Formen der Angst

Angst ist ein Gefühl, also eine Energieform oder besser gesagt ein energetisches Gebilde, welches natürlich sehr komplex und umfangreich sein kann. Es kann viele Körperbereiche und Auraschichten des Menschen durchdringen. Wie wir in Träumen sehen, in denen wir mit Ängsten konfrontiert werden, können diese Energiegebilde von unserem Unterbewusstsein wie externe, von uns getrennte Wesenheiten wahrgenommen werden. Trotzdem haben wir selbst, beziehungsweise unser Geist sie erschaffen, und so sind auch nur wir selbst verantwortlich was mit diesen energetischen Angstgebilden weiter geschieht. Wir können sie mit der Kraft unseres Geistes wieder auflösen, oder füttern und pflegen, bis sie die Größe von Monstern erreicht haben und uns zu Opfern von Panikattacken, Psychosen oder was auch immer machen.

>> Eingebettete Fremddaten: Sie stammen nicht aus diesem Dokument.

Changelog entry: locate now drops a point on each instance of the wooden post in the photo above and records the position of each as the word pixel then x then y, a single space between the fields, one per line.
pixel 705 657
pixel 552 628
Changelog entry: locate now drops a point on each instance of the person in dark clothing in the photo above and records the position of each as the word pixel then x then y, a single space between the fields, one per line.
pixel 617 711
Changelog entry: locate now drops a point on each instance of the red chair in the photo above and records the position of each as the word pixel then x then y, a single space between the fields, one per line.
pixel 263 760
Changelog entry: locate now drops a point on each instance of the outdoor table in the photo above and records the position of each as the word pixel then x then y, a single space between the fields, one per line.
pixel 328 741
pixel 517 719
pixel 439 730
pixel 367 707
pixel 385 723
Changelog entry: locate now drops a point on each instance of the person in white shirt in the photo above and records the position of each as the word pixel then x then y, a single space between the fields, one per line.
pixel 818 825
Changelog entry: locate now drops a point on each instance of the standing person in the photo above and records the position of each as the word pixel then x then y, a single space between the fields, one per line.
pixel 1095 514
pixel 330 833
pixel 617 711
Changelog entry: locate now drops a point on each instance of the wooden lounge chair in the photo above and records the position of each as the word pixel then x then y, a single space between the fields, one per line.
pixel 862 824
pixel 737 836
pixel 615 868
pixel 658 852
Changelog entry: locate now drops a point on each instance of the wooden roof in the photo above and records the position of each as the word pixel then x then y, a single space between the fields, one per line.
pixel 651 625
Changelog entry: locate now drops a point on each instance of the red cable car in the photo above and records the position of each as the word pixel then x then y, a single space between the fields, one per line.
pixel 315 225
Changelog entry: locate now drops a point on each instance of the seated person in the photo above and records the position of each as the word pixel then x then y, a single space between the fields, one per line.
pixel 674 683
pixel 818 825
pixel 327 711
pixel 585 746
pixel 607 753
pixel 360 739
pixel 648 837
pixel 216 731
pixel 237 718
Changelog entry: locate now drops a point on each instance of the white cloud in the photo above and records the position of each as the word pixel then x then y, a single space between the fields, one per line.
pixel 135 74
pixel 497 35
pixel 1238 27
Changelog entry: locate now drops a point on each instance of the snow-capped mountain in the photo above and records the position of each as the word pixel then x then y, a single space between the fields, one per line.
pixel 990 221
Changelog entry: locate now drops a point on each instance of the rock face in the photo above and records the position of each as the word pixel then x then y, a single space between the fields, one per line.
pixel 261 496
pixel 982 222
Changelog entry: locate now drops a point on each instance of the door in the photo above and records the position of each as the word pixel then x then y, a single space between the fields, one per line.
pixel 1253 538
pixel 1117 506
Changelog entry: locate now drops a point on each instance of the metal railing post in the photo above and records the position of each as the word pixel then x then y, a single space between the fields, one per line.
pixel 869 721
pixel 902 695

Es gibt viele Formen Angst aufzulösen. Allen gemeinsam ist, dass diese Angstgebilde mit lichtvollen Gedanken soweit angereichert werden, dass sie mehr und mehr verglühen, sozusagen verbrennen und dadurch aufgelöst sind. Diesen Vorgang nennt man Transformation. Er kann zu jeder Zeit und in jeder der nachfolgend beschriebenen Phasen der Angstverdrängung durchgeführt werden. Es ist also nie zu spät um Ängste aufzulösen.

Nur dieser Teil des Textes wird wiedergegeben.